Deployability-Centric Infrastructure-as-Code Generation: Fail, Learn, Refine, and Succeed through LLM-Empowered DevOps Simulation
Tianyi Zhang, Shidong Pan, Zejun Zhang, Zhenchang Xing, Xiaoyu Sun
TL;DR
The paper tackles the gap in IaC generation where syntactic correctness does not guarantee deployability. It introduces the DPIaC-Eval benchmark to rigorously evaluate deployability and presents IaCGen, a deployment-driven, iterative framework that couples three-stage validation (format, syntax, live deployment) with iterative feedback, including human-in-the-loop guidance. Results show dramatic gains: initial deployability performance improves from around 25% to over 90% passItr@25 across evaluated models, with Claude variants excelling in later iterations; the approach also demonstrates generalizability to Terraform and highlights persistent trust and security gaps. The work underscores the need for deployability-focused evaluation and security-conscious generation, offering a practical DevOps-inspired paradigm for future AI-assisted infrastructure provisioning.
Abstract
Infrastructure-as-Code (IaC) generation holds significant promise for automating cloud infrastructure provisioning. Recent advances in Large Language Models (LLMs) present a promising opportunity to democratize IaC development by generating deployable infrastructure templates from natural language descriptions. However, current evaluation focuses on syntactic correctness while ignoring deployability, the critical measure of the utility of IaC configuration files.

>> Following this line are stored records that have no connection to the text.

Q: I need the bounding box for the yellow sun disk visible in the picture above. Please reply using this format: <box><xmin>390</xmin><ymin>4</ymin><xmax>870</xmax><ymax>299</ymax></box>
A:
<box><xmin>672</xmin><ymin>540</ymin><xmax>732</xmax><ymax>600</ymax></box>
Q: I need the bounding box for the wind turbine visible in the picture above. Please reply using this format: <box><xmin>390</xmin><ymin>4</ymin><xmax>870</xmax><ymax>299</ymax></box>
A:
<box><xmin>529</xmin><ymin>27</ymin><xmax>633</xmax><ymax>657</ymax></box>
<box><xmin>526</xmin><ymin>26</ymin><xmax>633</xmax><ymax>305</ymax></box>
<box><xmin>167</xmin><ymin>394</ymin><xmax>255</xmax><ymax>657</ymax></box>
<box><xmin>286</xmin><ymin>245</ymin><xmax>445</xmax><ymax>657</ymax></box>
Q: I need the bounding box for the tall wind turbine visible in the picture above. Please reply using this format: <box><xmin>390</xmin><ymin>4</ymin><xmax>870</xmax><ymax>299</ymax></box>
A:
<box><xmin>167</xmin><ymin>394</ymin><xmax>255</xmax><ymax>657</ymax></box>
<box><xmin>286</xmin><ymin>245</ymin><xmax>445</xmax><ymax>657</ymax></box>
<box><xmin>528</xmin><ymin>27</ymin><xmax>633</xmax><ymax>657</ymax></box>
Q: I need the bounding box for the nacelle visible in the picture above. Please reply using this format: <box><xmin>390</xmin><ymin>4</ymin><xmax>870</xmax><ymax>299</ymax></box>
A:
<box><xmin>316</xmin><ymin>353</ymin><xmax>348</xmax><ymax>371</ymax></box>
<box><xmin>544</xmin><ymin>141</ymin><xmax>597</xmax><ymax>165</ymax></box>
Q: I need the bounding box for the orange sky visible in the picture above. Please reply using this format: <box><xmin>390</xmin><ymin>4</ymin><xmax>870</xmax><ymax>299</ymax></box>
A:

Six state-of-the-art LLMs performed poorly on deployability, achieving only 20.8$\sim$30.2% deployment success rate on the first attempt. In this paper, we construct DPIaC-Eval, the first deployability-centric IaC template benchmark consisting of 153 real-world scenarios cross 58 unique services. Also, we propose an LLM-based deployability-centric framework, dubbed IaCGen, that uses iterative feedback mechanism encompassing format verification, syntax checking, and live deployment stages, thereby closely mirroring the real DevOps workflows. Results show that IaCGen can make 54.6$\sim$91.6% generated IaC templates from all evaluated models deployable in the first 10 iterations. Additionally, human-in-the-loop feedback that provide direct guidance for the deployability errors, can further boost the performance to over 90% passItr@25 on all evaluated LLMs. Furthermore, we explore the trustworthiness of the generated IaC templates on user intent alignment and security compliance. The poor performance (25.2% user requirement coverage and 8.4% security compliance rate) indicates a critical need for continued research in this domain.